PUNDONOR

Se trata de un sentimiento propio e intransferible que se vuelve vinculante de la relación de cada uno consigo mismo y con lo demás. Y está ausente en el caso del Defensor del Pueblo Luis Salomón, hoy al borde de la destitución.

«Amor propio, sentimiento que lleva a una persona a quedar bien ante los demás y ante sí mismo» ó «Sentimiento de dignidad personal que exige a uno mismo atención y dedicación continua en una labor o profesión»; cualquiera de las dos definiciones de la palabra que define el concepto de pundonor y que el lector quiera hacer propia será suficiente para entender de que estamos hablando.

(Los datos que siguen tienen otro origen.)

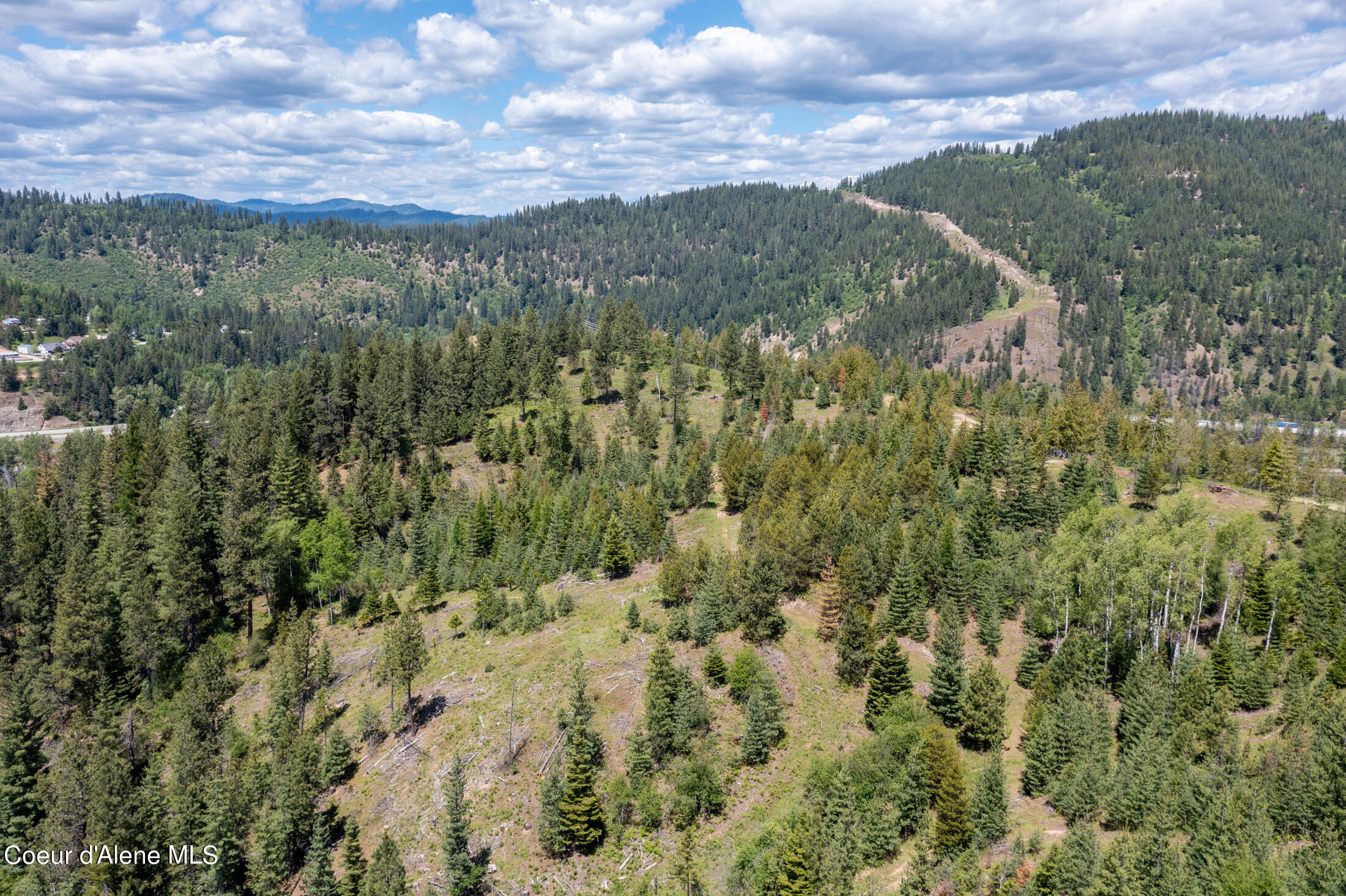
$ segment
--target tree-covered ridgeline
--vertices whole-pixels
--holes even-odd
[[[934,262],[995,285],[927,248],[903,289]],[[39,373],[47,402],[120,425],[0,440],[0,830],[222,861],[0,868],[0,892],[487,889],[467,780],[517,774],[513,732],[444,764],[432,884],[339,788],[377,788],[359,753],[433,724],[436,654],[555,643],[557,622],[641,644],[639,687],[615,728],[603,657],[555,673],[548,764],[513,779],[548,869],[606,873],[658,837],[660,883],[697,892],[845,896],[884,865],[909,893],[1341,888],[1331,428],[1203,426],[1190,389],[1137,405],[1078,366],[1054,389],[927,367],[933,347],[791,357],[760,322],[674,332],[634,296],[490,311],[400,331],[252,308],[248,332],[139,347],[113,323]],[[197,361],[215,339],[288,347]],[[1206,480],[1240,491],[1194,498]],[[736,544],[688,535],[707,519]],[[567,577],[622,600],[571,619],[541,588]],[[341,712],[346,635],[378,690]],[[848,740],[800,737],[805,666]],[[785,795],[743,807],[760,780]]]
[[[524,320],[502,327],[524,330]],[[849,892],[864,865],[913,844],[911,892],[953,873],[960,887],[975,887],[969,881],[985,873],[976,857],[1007,830],[1010,787],[1047,796],[1071,825],[1044,853],[1016,842],[1012,865],[992,864],[992,876],[1036,880],[1039,891],[1075,892],[1051,874],[1062,873],[1067,850],[1108,854],[1096,829],[1137,842],[1174,833],[1193,844],[1226,838],[1224,852],[1201,858],[1209,868],[1190,872],[1191,892],[1238,873],[1240,850],[1261,854],[1277,833],[1311,841],[1263,860],[1281,879],[1337,873],[1323,852],[1331,831],[1318,822],[1265,814],[1246,830],[1207,830],[1199,799],[1159,814],[1166,803],[1154,794],[1164,792],[1163,782],[1136,779],[1155,761],[1128,759],[1132,749],[1171,756],[1171,774],[1191,782],[1184,787],[1218,784],[1242,800],[1236,805],[1264,813],[1303,799],[1261,774],[1280,761],[1275,751],[1303,737],[1320,753],[1304,761],[1335,761],[1341,748],[1314,732],[1334,717],[1335,682],[1346,683],[1335,669],[1346,643],[1338,584],[1346,530],[1323,509],[1298,526],[1281,510],[1294,494],[1337,482],[1314,467],[1315,456],[1329,456],[1324,439],[1213,433],[1159,396],[1143,414],[1127,414],[1113,393],[1094,402],[1079,383],[1061,397],[1015,383],[977,394],[969,378],[900,358],[883,366],[860,348],[791,363],[781,351],[744,346],[732,328],[736,350],[721,342],[719,351],[734,363],[717,377],[738,398],[723,402],[717,428],[690,414],[674,428],[680,383],[689,381],[682,401],[701,401],[696,334],[669,342],[638,312],[630,320],[610,357],[627,374],[626,398],[603,437],[590,418],[594,405],[565,385],[595,379],[602,348],[576,352],[583,370],[568,381],[544,352],[551,385],[526,398],[506,389],[476,410],[472,451],[494,471],[479,488],[455,482],[435,440],[406,425],[416,406],[406,385],[416,377],[405,370],[358,378],[357,421],[365,422],[338,425],[335,451],[326,448],[323,428],[306,414],[327,393],[295,389],[307,365],[244,370],[209,406],[184,405],[171,420],[140,405],[112,436],[73,436],[57,452],[7,467],[15,484],[0,492],[0,557],[13,585],[0,636],[13,830],[75,842],[116,821],[121,827],[106,835],[127,841],[223,838],[234,864],[210,870],[217,889],[207,892],[271,892],[300,873],[326,885],[336,876],[314,852],[335,845],[323,802],[350,774],[349,737],[381,737],[382,721],[377,710],[366,718],[366,706],[354,731],[334,726],[322,698],[331,681],[324,626],[381,632],[373,674],[396,726],[415,706],[425,665],[419,613],[444,591],[471,595],[467,636],[537,631],[569,609],[542,599],[540,583],[565,573],[621,577],[650,557],[662,560],[656,581],[668,626],[660,635],[672,642],[713,646],[738,630],[769,644],[786,630],[782,604],[818,583],[833,616],[820,634],[836,652],[836,687],[868,692],[864,724],[876,733],[848,759],[818,767],[802,802],[739,853],[728,879],[735,892],[770,888],[762,869],[777,866],[794,868],[787,879],[801,887]],[[466,326],[455,336],[481,346],[482,334],[471,342]],[[452,346],[428,354],[436,350]],[[370,358],[381,366],[427,350],[376,334],[347,351],[358,370]],[[666,394],[641,385],[642,358],[653,370],[660,351],[669,352]],[[688,371],[673,375],[678,365]],[[373,387],[381,375],[385,385]],[[794,420],[809,391],[813,404],[824,394],[837,409],[825,425]],[[975,396],[979,422],[956,426],[954,409]],[[1053,453],[1067,461],[1051,470]],[[1137,471],[1125,495],[1117,463]],[[1269,514],[1281,510],[1269,549],[1256,519],[1211,526],[1190,498],[1162,494],[1193,475],[1250,476],[1240,484],[1261,488]],[[672,534],[678,511],[712,500],[742,518],[736,552],[678,545]],[[1160,510],[1145,510],[1154,506]],[[629,628],[658,631],[634,600],[623,615]],[[1016,685],[979,655],[995,655],[1003,624],[1030,638],[1019,667],[1036,659]],[[248,644],[245,657],[218,647],[230,631]],[[930,639],[929,698],[911,696],[903,638]],[[622,745],[625,768],[592,728],[587,675],[575,666],[560,720],[565,745],[540,795],[546,850],[584,856],[625,826],[693,831],[724,811],[724,764],[769,764],[789,745],[777,673],[751,643],[732,662],[708,654],[704,669],[680,665],[660,643],[645,671],[641,726]],[[269,708],[253,726],[225,702],[236,663],[262,658]],[[717,724],[705,692],[724,686],[743,718],[732,753],[705,737]],[[1015,732],[1024,755],[1018,780],[992,759],[1011,733],[1011,686],[1031,689]],[[1109,696],[1123,704],[1116,720]],[[1154,700],[1158,708],[1137,702]],[[166,705],[194,709],[172,716],[164,741],[135,740],[153,731],[155,708]],[[1276,736],[1256,747],[1240,740],[1230,713],[1269,705],[1279,705],[1265,716]],[[61,744],[50,766],[44,736]],[[1219,766],[1234,755],[1241,771]],[[116,813],[79,802],[82,782],[112,774],[120,775]],[[262,778],[230,778],[245,774]],[[458,783],[448,787],[441,861],[471,889],[486,857],[464,852],[467,809]],[[1315,799],[1314,817],[1335,811],[1330,796]],[[397,849],[378,846],[367,885],[400,892]],[[1172,861],[1197,861],[1195,849]],[[357,846],[342,874],[358,872],[359,861]],[[1071,873],[1097,876],[1102,861]],[[1119,852],[1116,861],[1129,860]],[[1129,873],[1158,873],[1147,869]],[[197,872],[140,874],[117,883],[143,892],[203,885]]]
[[[34,327],[11,332],[11,344],[81,334],[86,319],[151,338],[168,330],[168,342],[182,334],[171,354],[186,357],[162,358],[155,367],[168,375],[148,377],[170,398],[175,367],[284,362],[311,340],[332,350],[342,324],[359,342],[380,324],[447,335],[464,312],[495,324],[526,307],[544,324],[565,315],[592,324],[608,299],[634,301],[669,332],[734,322],[793,346],[840,338],[878,357],[957,363],[942,334],[1012,307],[1018,285],[914,214],[844,202],[859,190],[945,213],[1049,278],[1065,299],[1062,379],[1096,398],[1109,385],[1128,404],[1162,387],[1211,413],[1322,420],[1346,406],[1342,153],[1342,124],[1320,114],[1162,112],[1004,152],[960,144],[837,191],[610,196],[472,227],[289,225],[182,200],[24,188],[0,195],[0,264],[22,281],[0,288],[0,311]],[[837,318],[848,323],[829,336],[822,324]],[[985,385],[1008,371],[993,366]],[[137,379],[114,387],[148,385]]]
[[[1346,125],[1323,114],[1155,112],[953,145],[853,186],[1049,277],[1061,366],[1094,396],[1159,385],[1308,420],[1343,406],[1343,160]]]
[[[544,320],[571,308],[596,320],[611,297],[634,300],[670,330],[755,323],[763,336],[802,340],[844,307],[883,296],[895,272],[949,256],[915,218],[895,222],[836,191],[771,184],[569,200],[472,227],[392,229],[23,188],[0,191],[0,237],[11,270],[83,297],[75,320],[34,300],[4,308],[26,322],[46,316],[61,335],[78,332],[85,315],[143,332],[207,318],[248,328],[230,319],[238,311],[214,309],[227,300],[250,311],[256,296],[300,316],[440,331],[467,309],[491,323],[528,305]],[[968,309],[941,308],[921,332]]]

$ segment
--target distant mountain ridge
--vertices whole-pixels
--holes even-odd
[[[460,223],[474,225],[486,221],[486,215],[460,215],[454,211],[440,211],[437,209],[423,209],[411,202],[397,206],[384,206],[377,202],[363,199],[323,199],[322,202],[276,202],[273,199],[201,199],[188,196],[184,192],[149,192],[144,199],[182,199],[184,202],[201,202],[222,209],[248,209],[249,211],[269,211],[273,215],[285,215],[292,222],[308,222],[322,218],[342,218],[359,223],[377,223],[382,226],[419,225],[419,223]]]

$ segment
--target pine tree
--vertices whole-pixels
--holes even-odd
[[[701,896],[704,889],[696,873],[696,826],[688,825],[678,837],[677,853],[669,868],[669,884],[681,896]]]
[[[890,635],[879,644],[870,667],[870,689],[864,696],[864,724],[875,731],[888,712],[892,700],[911,693],[911,669],[896,636]]]
[[[555,761],[542,780],[537,810],[537,842],[553,858],[565,853],[565,829],[561,825],[561,799],[565,796],[564,763]]]
[[[365,873],[363,896],[405,896],[406,866],[397,852],[397,841],[384,834]]]
[[[336,896],[336,877],[332,874],[327,821],[323,813],[318,813],[314,822],[314,839],[308,846],[308,864],[304,866],[304,896]]]
[[[1267,557],[1259,557],[1257,562],[1250,562],[1244,569],[1244,628],[1260,640],[1267,638],[1267,630],[1272,627],[1272,604],[1275,597],[1267,581]]]
[[[940,776],[934,794],[934,848],[941,856],[961,852],[972,839],[972,806],[968,803],[968,784],[962,763],[950,747],[952,761]]]
[[[820,394],[822,389],[825,386],[818,386]],[[791,829],[785,839],[785,849],[781,852],[781,870],[777,872],[775,883],[781,896],[813,896],[809,866],[804,858],[804,844],[797,827]]]
[[[748,697],[747,724],[743,732],[744,766],[760,766],[771,757],[775,725],[771,721],[769,701],[770,697],[763,687],[754,687]]]
[[[847,604],[837,628],[837,678],[847,685],[859,685],[870,667],[870,644],[874,632],[870,628],[870,613],[857,603]]]
[[[1164,487],[1164,464],[1159,455],[1149,455],[1136,468],[1131,496],[1136,506],[1154,510]]]
[[[701,674],[705,675],[705,683],[712,687],[723,687],[728,682],[728,666],[724,665],[724,657],[720,655],[720,648],[716,644],[711,644],[711,651],[705,655],[705,665],[701,666]]]
[[[962,694],[962,739],[979,749],[999,751],[1005,737],[1005,683],[989,659],[968,677]]]
[[[1294,494],[1295,470],[1289,457],[1285,456],[1285,448],[1281,445],[1279,435],[1272,436],[1267,451],[1263,452],[1261,464],[1257,467],[1257,479],[1276,505],[1276,519],[1280,519],[1280,509]]]
[[[444,885],[452,896],[471,896],[482,889],[483,868],[468,848],[471,834],[472,807],[467,802],[466,766],[462,756],[450,766],[444,782],[444,838],[440,849],[444,853]]]
[[[594,791],[594,766],[587,744],[572,739],[565,768],[565,795],[560,800],[561,831],[571,849],[590,853],[603,842],[603,807]]]
[[[635,731],[626,748],[626,778],[631,790],[641,790],[649,783],[653,763],[650,761],[649,739],[643,731]]]
[[[425,670],[429,651],[425,647],[425,631],[420,616],[400,613],[393,622],[384,624],[384,654],[381,666],[388,681],[406,689],[406,705],[412,704],[412,682]]]
[[[248,856],[248,883],[254,893],[279,893],[288,876],[281,813],[267,806],[253,822],[253,850]]]
[[[983,583],[977,597],[977,642],[987,648],[987,652],[996,657],[1000,651],[1000,600],[996,596],[995,585]]]
[[[977,844],[1004,839],[1010,831],[1010,799],[1005,795],[1005,770],[1000,751],[992,749],[981,766],[972,788],[972,831]]]
[[[443,593],[439,587],[439,577],[429,568],[416,580],[416,595],[412,597],[417,607],[432,607],[439,603]]]
[[[917,580],[910,556],[903,553],[902,561],[892,570],[892,578],[888,581],[888,632],[913,640],[925,640],[929,636],[925,612],[925,592]]]
[[[616,511],[607,519],[607,530],[603,534],[603,550],[599,554],[599,566],[612,578],[621,578],[631,572],[635,565],[635,553],[631,542],[626,538],[626,526],[618,519]]]
[[[1346,652],[1339,646],[1337,648],[1337,658],[1327,666],[1327,678],[1341,687],[1346,685]],[[1334,666],[1339,666],[1339,679],[1333,677]],[[1233,635],[1221,635],[1210,648],[1210,686],[1215,690],[1228,687],[1230,694],[1234,693],[1234,673]]]
[[[739,601],[739,624],[744,640],[760,643],[779,638],[785,631],[785,616],[781,615],[782,580],[775,554],[770,550],[756,552]]]
[[[9,682],[0,704],[0,838],[27,841],[42,818],[38,775],[47,764],[42,752],[43,724],[32,689],[24,675]]]
[[[940,609],[934,634],[934,669],[930,671],[930,710],[949,728],[962,720],[962,626],[950,604]]]
[[[1042,461],[1032,445],[1019,440],[1010,455],[1004,500],[1000,505],[1000,521],[1011,529],[1023,531],[1040,523],[1042,500],[1038,486],[1042,475]]]
[[[705,647],[724,627],[724,584],[719,576],[711,574],[697,588],[695,611],[692,640],[697,647]]]
[[[1082,507],[1089,503],[1089,499],[1093,498],[1094,483],[1084,452],[1070,455],[1065,470],[1061,471],[1059,484],[1062,500],[1067,513],[1075,507]]]
[[[1088,893],[1098,869],[1098,835],[1090,825],[1071,825],[1061,841],[1054,874],[1055,892]]]
[[[832,640],[836,635],[837,626],[841,624],[841,587],[837,583],[836,568],[832,565],[832,557],[826,557],[822,561],[822,585],[821,585],[821,599],[822,603],[818,607],[818,638],[822,640]]]
[[[369,862],[365,860],[365,850],[359,846],[359,823],[346,818],[346,839],[341,846],[341,864],[345,874],[336,884],[341,896],[361,896],[365,891],[365,870]]]
[[[996,492],[981,480],[973,480],[964,498],[966,519],[962,525],[962,535],[968,541],[968,554],[977,560],[989,560],[995,556],[995,533],[997,519]]]

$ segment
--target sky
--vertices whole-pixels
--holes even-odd
[[[0,0],[0,187],[498,214],[1346,113],[1346,0]]]

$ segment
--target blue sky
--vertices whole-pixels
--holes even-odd
[[[464,213],[1346,112],[1346,0],[0,0],[0,186]]]

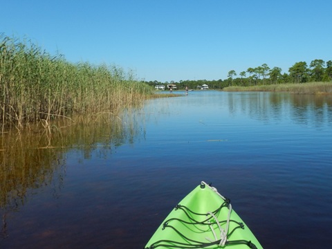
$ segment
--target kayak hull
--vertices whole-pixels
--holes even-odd
[[[145,248],[205,248],[262,246],[229,200],[202,182],[169,213]]]

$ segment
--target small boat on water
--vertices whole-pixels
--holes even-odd
[[[166,217],[147,242],[154,248],[263,248],[230,201],[202,181]]]

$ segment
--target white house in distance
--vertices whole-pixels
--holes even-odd
[[[154,88],[157,90],[165,90],[164,85],[156,85],[156,86],[154,86]]]
[[[201,86],[197,86],[197,89],[201,90],[206,90],[209,89],[209,86],[208,86],[206,84],[203,84]]]

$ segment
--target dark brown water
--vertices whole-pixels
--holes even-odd
[[[2,135],[1,248],[142,248],[202,180],[264,248],[330,247],[329,97],[195,91],[120,118]]]

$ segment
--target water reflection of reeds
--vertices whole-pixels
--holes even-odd
[[[126,140],[133,142],[138,130],[133,117],[100,113],[2,133],[0,209],[5,213],[18,209],[32,191],[46,185],[54,186],[56,196],[66,176],[66,153],[79,149],[89,158],[95,149],[102,154]]]

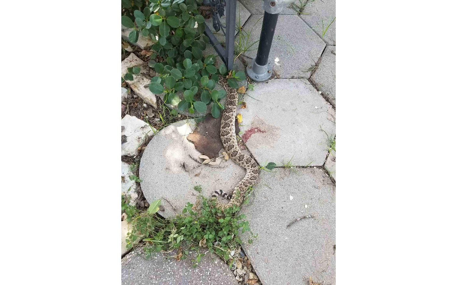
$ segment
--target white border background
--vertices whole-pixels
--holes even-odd
[[[120,2],[2,5],[4,284],[120,284]],[[338,284],[455,282],[455,6],[337,1]]]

Luis Salomón llegó al cargo de Defensor del Pueblo, o al menos a ser integrante de ese absurdo triunvirato creado en su momento para acallar presiones políticas y quedar bien con Dios y con el Diablo a un alto costo presupuestario que en estas horas de ajuste obligado debería al menos revisarse, como representante de las sociedades de fomento de la ciudad. Un criterio corporativo -como lo es el sistema de selección de estos triunviros- que ayuda a dejar fuera de juego a cientos de miles de marplatenses que se ven de esa manera impedidos de elegir a quien será el encargado de defender sus derechos frente a supuestos abusos del estado municipal o, como se derivó de facto, algún otro organismo, comercio, empresa o consorcio.

Un hecho policial que lo tuvo como protagonista -y en cuyo fondo no vamos a abundar debido a que las pruebas presentadas son abundantes en cuanto a su responsabilidad y su propia confesión lo ubica, aún fuera de un delito, en el despreciable terreno de la falta de decoro y el abuso de autoridad– disparó un largo debate acerca de si debía o no permanecer en su cargo.

Como siempre ocurre una cuestión que aparece lineal se convirtió, en manos de la clase política, en un verdadero incordio de idas y vueltas que terminan por convertir en dogma aquello de «no aclare que oscurece».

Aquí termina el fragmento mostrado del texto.